Cause of accident at US DuPont plant is still under investigation
A chemical leak at a DuPont plant near La Porte, US killed four workers and hospitalised another on 15 November. The cause of the accident remains under investigation, but it involved a methyl mercaptan leak. The chemical is used to synthesise insecticides and fungicides, and also to odorise natural gas for safety purposes.
A ‘top-to-bottom review’ of the incident has been initiated by the company, plant manager Randall Clements said in a statement. He noted that the mercaptan release was contained, and it appears that several of the affected employees were responding to a leaking valve.

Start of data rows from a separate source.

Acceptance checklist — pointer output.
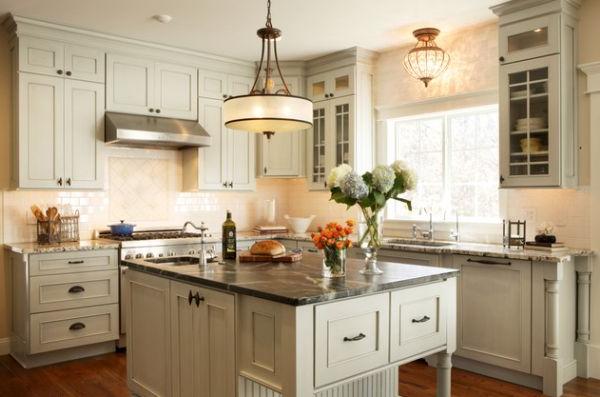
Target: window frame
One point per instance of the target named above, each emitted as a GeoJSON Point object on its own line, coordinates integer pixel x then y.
{"type": "Point", "coordinates": [445, 219]}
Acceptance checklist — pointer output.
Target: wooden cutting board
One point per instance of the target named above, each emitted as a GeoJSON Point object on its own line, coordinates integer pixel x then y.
{"type": "Point", "coordinates": [246, 257]}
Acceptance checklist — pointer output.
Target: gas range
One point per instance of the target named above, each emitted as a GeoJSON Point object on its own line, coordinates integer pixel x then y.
{"type": "Point", "coordinates": [156, 243]}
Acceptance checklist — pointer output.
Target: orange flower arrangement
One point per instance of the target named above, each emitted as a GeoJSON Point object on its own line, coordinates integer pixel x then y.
{"type": "Point", "coordinates": [334, 236]}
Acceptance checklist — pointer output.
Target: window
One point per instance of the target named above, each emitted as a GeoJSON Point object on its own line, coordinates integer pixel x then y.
{"type": "Point", "coordinates": [455, 157]}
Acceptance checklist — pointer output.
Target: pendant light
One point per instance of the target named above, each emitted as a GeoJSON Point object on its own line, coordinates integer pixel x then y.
{"type": "Point", "coordinates": [265, 110]}
{"type": "Point", "coordinates": [426, 60]}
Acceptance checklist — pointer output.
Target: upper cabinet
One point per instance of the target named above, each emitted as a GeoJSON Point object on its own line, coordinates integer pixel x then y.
{"type": "Point", "coordinates": [59, 59]}
{"type": "Point", "coordinates": [141, 86]}
{"type": "Point", "coordinates": [339, 82]}
{"type": "Point", "coordinates": [283, 155]}
{"type": "Point", "coordinates": [229, 162]}
{"type": "Point", "coordinates": [59, 133]}
{"type": "Point", "coordinates": [342, 108]}
{"type": "Point", "coordinates": [538, 94]}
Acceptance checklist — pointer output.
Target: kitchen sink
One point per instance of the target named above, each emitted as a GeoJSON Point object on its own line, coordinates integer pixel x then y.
{"type": "Point", "coordinates": [175, 260]}
{"type": "Point", "coordinates": [420, 243]}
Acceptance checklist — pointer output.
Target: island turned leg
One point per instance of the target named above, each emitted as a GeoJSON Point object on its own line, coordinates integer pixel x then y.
{"type": "Point", "coordinates": [444, 368]}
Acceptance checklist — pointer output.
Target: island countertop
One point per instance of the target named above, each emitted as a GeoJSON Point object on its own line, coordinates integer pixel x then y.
{"type": "Point", "coordinates": [299, 283]}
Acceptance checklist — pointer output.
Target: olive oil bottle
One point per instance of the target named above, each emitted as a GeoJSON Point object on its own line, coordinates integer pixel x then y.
{"type": "Point", "coordinates": [229, 240]}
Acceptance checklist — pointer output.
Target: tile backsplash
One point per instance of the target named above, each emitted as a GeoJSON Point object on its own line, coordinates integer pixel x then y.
{"type": "Point", "coordinates": [144, 187]}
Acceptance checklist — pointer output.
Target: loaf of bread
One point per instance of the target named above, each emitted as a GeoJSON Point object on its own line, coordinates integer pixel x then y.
{"type": "Point", "coordinates": [267, 247]}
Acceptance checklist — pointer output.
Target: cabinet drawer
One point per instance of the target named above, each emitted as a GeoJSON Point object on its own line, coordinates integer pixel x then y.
{"type": "Point", "coordinates": [68, 291]}
{"type": "Point", "coordinates": [351, 337]}
{"type": "Point", "coordinates": [83, 261]}
{"type": "Point", "coordinates": [72, 328]}
{"type": "Point", "coordinates": [418, 319]}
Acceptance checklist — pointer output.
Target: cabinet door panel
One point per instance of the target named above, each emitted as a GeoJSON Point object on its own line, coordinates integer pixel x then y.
{"type": "Point", "coordinates": [176, 91]}
{"type": "Point", "coordinates": [212, 84]}
{"type": "Point", "coordinates": [494, 312]}
{"type": "Point", "coordinates": [84, 134]}
{"type": "Point", "coordinates": [530, 39]}
{"type": "Point", "coordinates": [129, 84]}
{"type": "Point", "coordinates": [318, 146]}
{"type": "Point", "coordinates": [84, 63]}
{"type": "Point", "coordinates": [41, 136]}
{"type": "Point", "coordinates": [40, 56]}
{"type": "Point", "coordinates": [217, 330]}
{"type": "Point", "coordinates": [185, 342]}
{"type": "Point", "coordinates": [148, 335]}
{"type": "Point", "coordinates": [529, 128]}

DuPont explained that the immediate investigation was complicated by the fact that the accident scene was ‘a contaminated unit’ that no qualified medical personnel could enter until deemed safe, since they were not trained in the use of appropriate personal protective equipment.
Meanwhile, the US Chemical Safety Board (CSB) sent a team to the plant on 16 November to begin its own enquiry. ‘Our goal in investigating this accident is to determine the root cause and make recommendations to prevent any similar accidents throughout the industry,’ said the CSB’s chairman, Rafael Moure-Eraso.
The board has investigated four accidents at US DuPont facilities in recent history, including three incidents that occurred in January 2010 within a 33-hour period at the company’s plant in Belle. Those included a phosgene leak that killed a worker, a release of chloromethane that went undetected for several days, and a release from a sulfuric acid unit.
Also in 2010, an incident at a DuPont plant outside of Buffalo, New York fatally injured a welder who was repairing the agitator support assembly inside a tank. The CSB later determined that flammable vinyl fluoride vapour from interconnected tanks had flowed undetected into the tank and ignited.